The Entrepreneurial Intellectual in the Corporate University
Author :
Publisher : Springer
Total Pages : 120
Release :
ISBN-10 : 9783319630526
ISBN-13 : 3319630520
Rating : 4/5 (26 Downloads)

Book Synopsis The Entrepreneurial Intellectual in the Corporate University by : Clyde W. Barrow

Download or read book The Entrepreneurial Intellectual in the Corporate University written by Clyde W. Barrow and published by Springer. This book was released on 2017-08-11 with total page 120 pages. Available in PDF, EPUB and Kindle. Book excerpt: This book presents a critical analysis of the corporate university. The author's personal narrative unfolds between the reality of the corporate university and the rhetoric of the entrepreneurial university, which allows the author to reveal how the corporate university is structurally antagonistic to the activities of entrepreneurial intellectuals. The book not only explores the internal contradictions of the corporate university, but the complicity of its bureaucratized intellectuals in reproducing the iron cage of bureaucracy. Drawing on the legacy of Pierre-Joseph Proudhon, Barrow argues that entrepreneurial intellectuals, whether as individuals or in small groups, must take direct action to improve their own conditions by steering a tenuous course between the market and the state.

Mobilizing for Modern War

Mobilizing for Modern War
Author :
Publisher :
Total Pages : 416
Release :
ISBN-10 : STANFORD:36105019354286
ISBN-13 :
Rating : 4/5 (86 Downloads)

Book Synopsis Mobilizing for Modern War by : Paul A. C. Koistinen

Download or read book Mobilizing for Modern War written by Paul A. C. Koistinen and published by . This book was released on 1997 with total page 416 pages. Available in PDF, EPUB and Kindle.

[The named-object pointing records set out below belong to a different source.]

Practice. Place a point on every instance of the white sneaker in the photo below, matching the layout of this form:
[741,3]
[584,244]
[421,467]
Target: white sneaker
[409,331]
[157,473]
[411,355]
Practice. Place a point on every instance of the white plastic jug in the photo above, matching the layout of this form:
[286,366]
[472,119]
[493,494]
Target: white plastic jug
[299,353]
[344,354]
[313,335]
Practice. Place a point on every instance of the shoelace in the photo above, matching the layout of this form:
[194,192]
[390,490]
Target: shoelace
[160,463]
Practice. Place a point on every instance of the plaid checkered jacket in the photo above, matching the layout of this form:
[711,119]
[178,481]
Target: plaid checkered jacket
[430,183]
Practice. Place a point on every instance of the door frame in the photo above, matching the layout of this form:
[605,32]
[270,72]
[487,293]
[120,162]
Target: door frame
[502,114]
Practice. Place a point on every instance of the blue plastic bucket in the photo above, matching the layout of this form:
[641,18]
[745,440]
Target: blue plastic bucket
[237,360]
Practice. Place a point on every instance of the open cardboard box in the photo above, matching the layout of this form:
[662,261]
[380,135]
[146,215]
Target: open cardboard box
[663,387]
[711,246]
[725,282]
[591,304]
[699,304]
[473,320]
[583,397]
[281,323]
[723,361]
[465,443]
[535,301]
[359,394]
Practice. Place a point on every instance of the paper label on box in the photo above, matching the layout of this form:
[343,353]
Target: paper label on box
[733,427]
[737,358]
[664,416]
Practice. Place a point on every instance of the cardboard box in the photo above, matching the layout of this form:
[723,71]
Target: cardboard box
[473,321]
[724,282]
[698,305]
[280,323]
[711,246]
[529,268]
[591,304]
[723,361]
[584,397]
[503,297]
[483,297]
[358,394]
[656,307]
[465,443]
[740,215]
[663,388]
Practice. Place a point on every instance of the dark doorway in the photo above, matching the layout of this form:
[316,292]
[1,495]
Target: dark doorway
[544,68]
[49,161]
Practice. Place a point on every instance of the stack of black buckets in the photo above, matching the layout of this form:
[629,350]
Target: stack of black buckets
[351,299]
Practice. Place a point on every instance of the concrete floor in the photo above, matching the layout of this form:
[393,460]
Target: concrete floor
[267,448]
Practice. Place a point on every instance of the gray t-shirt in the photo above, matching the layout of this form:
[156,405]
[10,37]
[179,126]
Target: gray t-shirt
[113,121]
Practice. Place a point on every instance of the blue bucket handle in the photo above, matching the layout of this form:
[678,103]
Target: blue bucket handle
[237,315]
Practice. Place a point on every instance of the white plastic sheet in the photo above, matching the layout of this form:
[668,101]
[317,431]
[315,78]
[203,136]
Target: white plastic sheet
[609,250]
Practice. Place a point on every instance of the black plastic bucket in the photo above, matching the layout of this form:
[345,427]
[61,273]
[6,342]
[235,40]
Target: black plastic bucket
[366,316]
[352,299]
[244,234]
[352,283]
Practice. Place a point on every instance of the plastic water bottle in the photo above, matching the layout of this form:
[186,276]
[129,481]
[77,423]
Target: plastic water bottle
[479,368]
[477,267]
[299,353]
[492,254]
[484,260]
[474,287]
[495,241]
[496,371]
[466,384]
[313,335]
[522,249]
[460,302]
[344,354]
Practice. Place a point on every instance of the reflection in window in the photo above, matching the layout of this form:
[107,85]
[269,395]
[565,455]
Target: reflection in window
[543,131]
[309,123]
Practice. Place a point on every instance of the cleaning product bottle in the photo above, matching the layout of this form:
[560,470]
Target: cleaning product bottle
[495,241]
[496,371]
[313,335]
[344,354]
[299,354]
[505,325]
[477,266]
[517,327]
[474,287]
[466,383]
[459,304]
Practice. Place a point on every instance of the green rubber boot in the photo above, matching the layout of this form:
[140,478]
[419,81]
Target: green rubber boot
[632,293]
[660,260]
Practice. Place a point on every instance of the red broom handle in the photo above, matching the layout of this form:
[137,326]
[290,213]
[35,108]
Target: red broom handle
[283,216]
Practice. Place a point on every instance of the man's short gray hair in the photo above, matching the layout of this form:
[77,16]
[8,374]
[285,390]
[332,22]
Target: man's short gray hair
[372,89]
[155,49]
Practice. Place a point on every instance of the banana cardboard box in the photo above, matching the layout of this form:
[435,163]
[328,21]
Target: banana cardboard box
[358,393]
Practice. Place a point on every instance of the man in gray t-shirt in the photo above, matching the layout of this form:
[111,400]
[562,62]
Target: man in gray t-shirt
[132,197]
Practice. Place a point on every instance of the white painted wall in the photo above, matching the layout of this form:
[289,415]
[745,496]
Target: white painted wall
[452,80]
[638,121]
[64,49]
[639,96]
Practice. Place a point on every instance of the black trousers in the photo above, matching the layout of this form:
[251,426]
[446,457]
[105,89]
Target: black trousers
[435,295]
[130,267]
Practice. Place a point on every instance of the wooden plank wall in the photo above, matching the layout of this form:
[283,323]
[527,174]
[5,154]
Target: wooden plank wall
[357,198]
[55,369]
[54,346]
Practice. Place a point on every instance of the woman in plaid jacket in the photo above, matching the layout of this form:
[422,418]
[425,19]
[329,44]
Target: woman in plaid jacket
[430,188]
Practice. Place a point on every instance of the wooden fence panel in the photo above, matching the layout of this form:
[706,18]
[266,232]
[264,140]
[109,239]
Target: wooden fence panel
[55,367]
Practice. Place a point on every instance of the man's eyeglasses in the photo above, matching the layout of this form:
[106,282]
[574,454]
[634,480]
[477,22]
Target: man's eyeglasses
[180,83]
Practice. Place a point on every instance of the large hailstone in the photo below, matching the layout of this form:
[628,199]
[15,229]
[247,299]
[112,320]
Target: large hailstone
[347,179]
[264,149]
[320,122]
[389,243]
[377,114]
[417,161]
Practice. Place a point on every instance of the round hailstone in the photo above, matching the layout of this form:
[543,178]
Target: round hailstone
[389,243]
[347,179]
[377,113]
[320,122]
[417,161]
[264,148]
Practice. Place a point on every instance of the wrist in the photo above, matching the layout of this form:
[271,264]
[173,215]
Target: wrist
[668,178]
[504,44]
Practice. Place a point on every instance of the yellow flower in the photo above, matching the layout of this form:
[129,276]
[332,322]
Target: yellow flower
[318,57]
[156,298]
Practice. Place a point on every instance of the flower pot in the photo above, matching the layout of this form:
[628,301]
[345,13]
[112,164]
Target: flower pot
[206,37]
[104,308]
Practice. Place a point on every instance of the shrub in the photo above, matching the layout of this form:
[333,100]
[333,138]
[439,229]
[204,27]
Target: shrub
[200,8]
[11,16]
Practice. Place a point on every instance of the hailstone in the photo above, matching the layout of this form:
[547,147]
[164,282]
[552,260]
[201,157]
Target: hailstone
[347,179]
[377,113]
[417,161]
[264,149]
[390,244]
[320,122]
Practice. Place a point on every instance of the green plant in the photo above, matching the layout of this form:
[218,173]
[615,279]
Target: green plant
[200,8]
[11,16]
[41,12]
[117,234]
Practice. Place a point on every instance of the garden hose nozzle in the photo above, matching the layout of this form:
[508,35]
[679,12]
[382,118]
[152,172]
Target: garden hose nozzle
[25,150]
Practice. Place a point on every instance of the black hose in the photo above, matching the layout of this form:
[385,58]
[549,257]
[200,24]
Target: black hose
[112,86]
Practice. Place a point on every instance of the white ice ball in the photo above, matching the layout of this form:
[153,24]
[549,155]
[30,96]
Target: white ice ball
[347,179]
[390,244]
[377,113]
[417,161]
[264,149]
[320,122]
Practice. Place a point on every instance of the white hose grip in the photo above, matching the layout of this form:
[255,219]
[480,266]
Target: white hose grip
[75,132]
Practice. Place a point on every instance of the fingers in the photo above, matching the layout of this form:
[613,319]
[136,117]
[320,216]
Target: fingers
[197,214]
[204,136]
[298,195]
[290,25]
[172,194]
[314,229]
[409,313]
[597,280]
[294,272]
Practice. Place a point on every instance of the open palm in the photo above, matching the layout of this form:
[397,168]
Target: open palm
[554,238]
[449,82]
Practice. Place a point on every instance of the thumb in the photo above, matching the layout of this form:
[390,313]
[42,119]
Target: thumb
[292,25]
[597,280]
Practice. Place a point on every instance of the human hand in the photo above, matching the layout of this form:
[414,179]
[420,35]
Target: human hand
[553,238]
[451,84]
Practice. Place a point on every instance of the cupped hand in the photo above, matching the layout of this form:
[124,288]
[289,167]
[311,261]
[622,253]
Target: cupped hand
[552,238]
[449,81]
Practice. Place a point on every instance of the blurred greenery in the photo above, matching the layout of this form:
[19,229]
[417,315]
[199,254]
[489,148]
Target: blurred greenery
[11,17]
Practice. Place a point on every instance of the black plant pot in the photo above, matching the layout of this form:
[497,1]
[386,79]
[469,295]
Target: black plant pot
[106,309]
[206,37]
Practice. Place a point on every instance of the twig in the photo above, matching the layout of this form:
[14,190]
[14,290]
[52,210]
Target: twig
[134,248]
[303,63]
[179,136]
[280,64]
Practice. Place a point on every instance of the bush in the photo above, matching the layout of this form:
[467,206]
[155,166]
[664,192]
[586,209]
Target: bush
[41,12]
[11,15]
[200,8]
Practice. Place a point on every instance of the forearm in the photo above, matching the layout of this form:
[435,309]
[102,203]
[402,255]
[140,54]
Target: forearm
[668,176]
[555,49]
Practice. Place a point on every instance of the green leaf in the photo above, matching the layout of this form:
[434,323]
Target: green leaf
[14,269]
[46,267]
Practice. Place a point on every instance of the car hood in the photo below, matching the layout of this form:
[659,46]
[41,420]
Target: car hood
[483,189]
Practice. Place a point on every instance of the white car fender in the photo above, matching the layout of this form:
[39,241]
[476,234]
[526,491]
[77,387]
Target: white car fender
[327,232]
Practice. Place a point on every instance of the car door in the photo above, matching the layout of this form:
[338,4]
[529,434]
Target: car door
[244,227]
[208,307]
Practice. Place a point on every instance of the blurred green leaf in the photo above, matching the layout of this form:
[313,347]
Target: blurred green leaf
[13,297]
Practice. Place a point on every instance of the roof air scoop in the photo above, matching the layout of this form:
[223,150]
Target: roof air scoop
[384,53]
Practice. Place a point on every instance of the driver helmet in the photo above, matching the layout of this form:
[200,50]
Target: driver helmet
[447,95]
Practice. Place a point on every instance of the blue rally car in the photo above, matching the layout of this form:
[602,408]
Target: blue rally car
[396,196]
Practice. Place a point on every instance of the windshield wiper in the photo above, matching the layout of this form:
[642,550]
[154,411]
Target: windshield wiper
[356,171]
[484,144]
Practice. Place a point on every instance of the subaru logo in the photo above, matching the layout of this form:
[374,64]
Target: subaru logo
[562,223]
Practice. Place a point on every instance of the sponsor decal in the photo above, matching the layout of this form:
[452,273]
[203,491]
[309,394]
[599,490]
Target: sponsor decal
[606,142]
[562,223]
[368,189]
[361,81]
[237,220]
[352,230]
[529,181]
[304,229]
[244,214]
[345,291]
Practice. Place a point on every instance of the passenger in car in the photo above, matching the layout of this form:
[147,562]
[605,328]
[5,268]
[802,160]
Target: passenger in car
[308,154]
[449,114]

Book excerpt: In this volume, Koistinen examines war planning and mobilizing in an era of rapid industrialization and reveals how economic mobilization for defense and war is shaped at the national level by the interaction of political, economic, and military institutions and by increasingly powerful and expensive weaponry.

The Soul's Economy

The Soul's Economy
Author :
Publisher : Univ of North Carolina Press
Total Pages : 340
Release :
ISBN-10 : 9780807861431
ISBN-13 : 080786143X
Rating : 4/5 (31 Downloads)

Book Synopsis The Soul's Economy by : Jeffrey Sklansky

Download or read book The Soul's Economy written by Jeffrey Sklansky and published by Univ of North Carolina Press. This book was released on 2003-10-16 with total page 340 pages. Available in PDF, EPUB and Kindle. Book excerpt: Tracing a seismic shift in American social thought, Jeffrey Sklansky offers a new synthesis of the intellectual transformation entailed in the rise of industrial capitalism. For a century after Independence, the dominant American understanding of selfhood and society came from the tradition of political economy, which defined freedom and equality in terms of ownership of the means of self-employment. However, the gradual demise of the household economy rendered proprietary independence an increasingly embattled ideal. Large landowners and industrialists claimed the right to rule as a privilege of their growing monopoly over productive resources, while dispossessed farmers and workers charged that a propertyless populace was incompatible with true liberty and democracy. Amid the widening class divide, nineteenth-century social theorists devised a new science of American society that came to be called "social psychology." The change Sklansky charts begins among Romantic writers such as Ralph Waldo Emerson and Margaret Fuller, continues through the polemics of political economists such as Henry George and William Graham Sumner, and culminates with the pioneers of modern American psychology and sociology such as William James and Charles Horton Cooley. Together, these writers reconceived freedom in terms of psychic self-expression instead of economic self-interest, and they redefined democracy in terms of cultural kinship rather than social compact.